<span style="float:right;"><a href="https://github.com/RubixML/ML/blob/master/src/Transformers/KNNImputer.php">[source]</a></span>

# KNN Imputer
An unsupervised imputer that replaces missing values in a dataset with the distance-weighted average of the samples' *k* nearest neighbors' values. The average for a continuous feature column is defined as the mean of the values of each donor. Similarly, average is defined as the *most frequent* value for categorical features.

!!! note
    Requires a NaN safe distance kernel such as [Safe Euclidean](../kernels/distance/safe-euclidean.md) for continuous features.

**Interfaces:** [Transformer](api.md#transformers), [Stateful](api.md#stateful), [Persistable](../persistable.md)

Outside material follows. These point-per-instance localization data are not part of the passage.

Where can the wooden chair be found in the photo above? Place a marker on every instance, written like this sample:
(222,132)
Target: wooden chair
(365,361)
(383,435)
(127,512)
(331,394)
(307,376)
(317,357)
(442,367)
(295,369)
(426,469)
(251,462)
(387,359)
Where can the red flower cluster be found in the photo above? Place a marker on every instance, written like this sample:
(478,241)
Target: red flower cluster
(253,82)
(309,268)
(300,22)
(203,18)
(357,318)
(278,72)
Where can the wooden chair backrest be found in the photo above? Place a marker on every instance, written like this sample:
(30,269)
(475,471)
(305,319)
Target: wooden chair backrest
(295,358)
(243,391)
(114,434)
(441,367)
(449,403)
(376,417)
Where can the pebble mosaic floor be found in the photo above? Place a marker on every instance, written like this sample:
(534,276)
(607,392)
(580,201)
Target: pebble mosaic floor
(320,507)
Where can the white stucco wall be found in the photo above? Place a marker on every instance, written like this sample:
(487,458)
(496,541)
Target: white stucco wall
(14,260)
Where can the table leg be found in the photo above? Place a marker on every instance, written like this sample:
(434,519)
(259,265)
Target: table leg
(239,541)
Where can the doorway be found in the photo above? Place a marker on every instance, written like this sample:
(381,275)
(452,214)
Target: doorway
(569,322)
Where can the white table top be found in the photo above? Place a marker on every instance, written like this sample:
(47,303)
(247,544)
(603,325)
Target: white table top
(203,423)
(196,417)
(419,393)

**Data Type Compatibility:** Depends on distance kernel

## Parameters
| # | Name | Default | Type | Description |
|---|---|---|---|---|
| 1 | k | 5 | int | The number of nearest neighbor donors to consider when imputing a value. |
| 2 | weighted | false | bool | Should we use distances as weights when selecting a donor sample? |
| 3 | categoricalPlaceholder | '?' | string | The categorical placeholder denoting the category that contains missing values. |
| 4 | tree | BallTree | Spatial | The spatial tree used to run nearest neighbor searches. |

## Example
```php
use Rubix\ML\Transformers\KNNImputer;
use Rubix\ML\Graph\Trees\BallTee;
use Rubix\ML\Kernels\Distance\SafeEuclidean;

$transformer = new KNNImputer(10, false, '?', new BallTree(30, new SafeEuclidean()));
```

## Additional Methods
This transformer does not have any additional methods.

## References
[^1]: O. Troyanskaya et al. (2001). Missing value estimation methods for DNA microarrays.